Mais pas cette fois. Bien au contraire. Car cette porte qui claque sur les certitudes apocalyptiques d’hier se referme brutalement et douloureusement sur l’aile droite des Républicains et l’aile gauche des Démocrates, les plaquant au sol, eux qui ont tant capitalisé durant les quatre années passées sur l’infernale récession dont les plus fins analystes affirmaient qu’elle durerait au moins dix années. Les uns et les autres n’ont cessé de dépeindre un paysage dantesque pour l’Amérique de demain, comme le résume ainsi Steven Pearlstein: “(…) le pays se balançaient au-dessus de l’abîme de la banqueroute, le commerce allait s’effondrer sous le poids d’une taxation excessive et des réglementations, et le plus gros de la classe moyenne était proche de la soupe populaire.”

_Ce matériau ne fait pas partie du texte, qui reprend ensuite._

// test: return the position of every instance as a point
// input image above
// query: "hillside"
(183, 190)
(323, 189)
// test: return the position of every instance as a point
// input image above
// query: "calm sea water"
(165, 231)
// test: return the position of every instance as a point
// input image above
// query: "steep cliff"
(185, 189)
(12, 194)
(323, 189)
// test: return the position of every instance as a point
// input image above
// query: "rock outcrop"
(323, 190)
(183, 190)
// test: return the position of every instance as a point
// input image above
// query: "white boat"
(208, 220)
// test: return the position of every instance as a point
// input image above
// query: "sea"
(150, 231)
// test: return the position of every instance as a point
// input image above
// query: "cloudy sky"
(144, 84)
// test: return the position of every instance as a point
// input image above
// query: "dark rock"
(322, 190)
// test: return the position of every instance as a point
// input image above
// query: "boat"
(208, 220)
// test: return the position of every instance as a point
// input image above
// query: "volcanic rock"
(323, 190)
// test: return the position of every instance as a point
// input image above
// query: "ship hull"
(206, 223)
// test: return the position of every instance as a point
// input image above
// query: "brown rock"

Exaspérés par le travail du Congrès américain qui n’a jamais été aussi impopulaire dans l’Histoire du pays, les Américains ne sont plus prêts à entendre, notamment de la part des Républicains, que ce qui a été fait “aurait pu être mieux fait”. A l’opposé, des Démocrates se cramponnent à l’idée selon laquelle les Etats-Unis sont toujours piégés par la dépression, de peur que leurs critiques contre l’insuffisance et l’inadéquation des mesures prises par Obama ne se retournent contre eux.
C’est pourquoi les candidats en lice, y compris le Président Obama, doivent émerger rapidement de leur discours feutré sur l’enorme aiguillon qui transperce le ventre de la nation et menace de l’envoyer au tapis très rapidement. Leurs staffs suivent actuellement les déclarations des plus hautes compétences économiques du pays. Lesquels préviennent, à l’instar du Secrétaire au Trésor Timothy F. Geithner dans le New York Times ce week-end, du risque majeur que constituerait pour les Etats-Unis une politique ne mettant pas au centre de ses préoccupations la réduction du déficit.
Or, jusqu’à présent, c’est la disparition totale de l’esprit bipartisan qui a conduit au sur-place des Etats-Unis sur cette question et d’autres qui lui sont attenantes. Dans un éditorial rare de par son orientation et qui fit sensation au lendemain du dernier discours sur l’Etat de l’Union par Barack Obama devant l’ensemble du Congrès en janvier dernier, le Wall Street Journal s’en était pris violemment au Président, l’accusant de manquer de courage lorsqu’il avait regardé les congressistes républicains en parlant du problème du déficit des Etats-Unis. Il se demandait jusqu’où peut décemment aller un président digne de ce nom dans sa volonté de rechercher un consensus, et comment celui-ci pouvait passer sous sience les 3 trilliards de dollars engagés par son prédécesseur George W. Bush pour les opérations militaires à l’étranger et en grande majorité en Irak, un chiffre à comparer avec les 50 milliards de déficit laissés par Bill Clinton à sa sortie de la Maison Blanche. Ce que pointait alors plus précisément le journal pourtant peu enclin à soutenir les Démocrates, c’est bien le prix d’une folie dont plus personne aujourd’hui n’ose dire le nom et que l’on tente de cacher sous le tapis.
Il reste quelques mois à peine aux adversaires des deux camps pour dégager un minimum de consensus sur la question du déficit qui constitue une sorte de “super volcan” qui, à l’image de celui qui couve sur le Parc national de Yellowstone, peut exploser à tout moment et défigurer pour bien plus longtemps que ne l’a fait la grande récession de 2008 le visage un peu plus serein ces jours-ci de l’Amérique. Pour cela, Barack Obama et son futur adversaire, le toujours probable Mitt Romney, ainsi que leurs partis respectifs, vont devoir mener leur propre révolution en accéléré pour rattraper la confiance du peuple.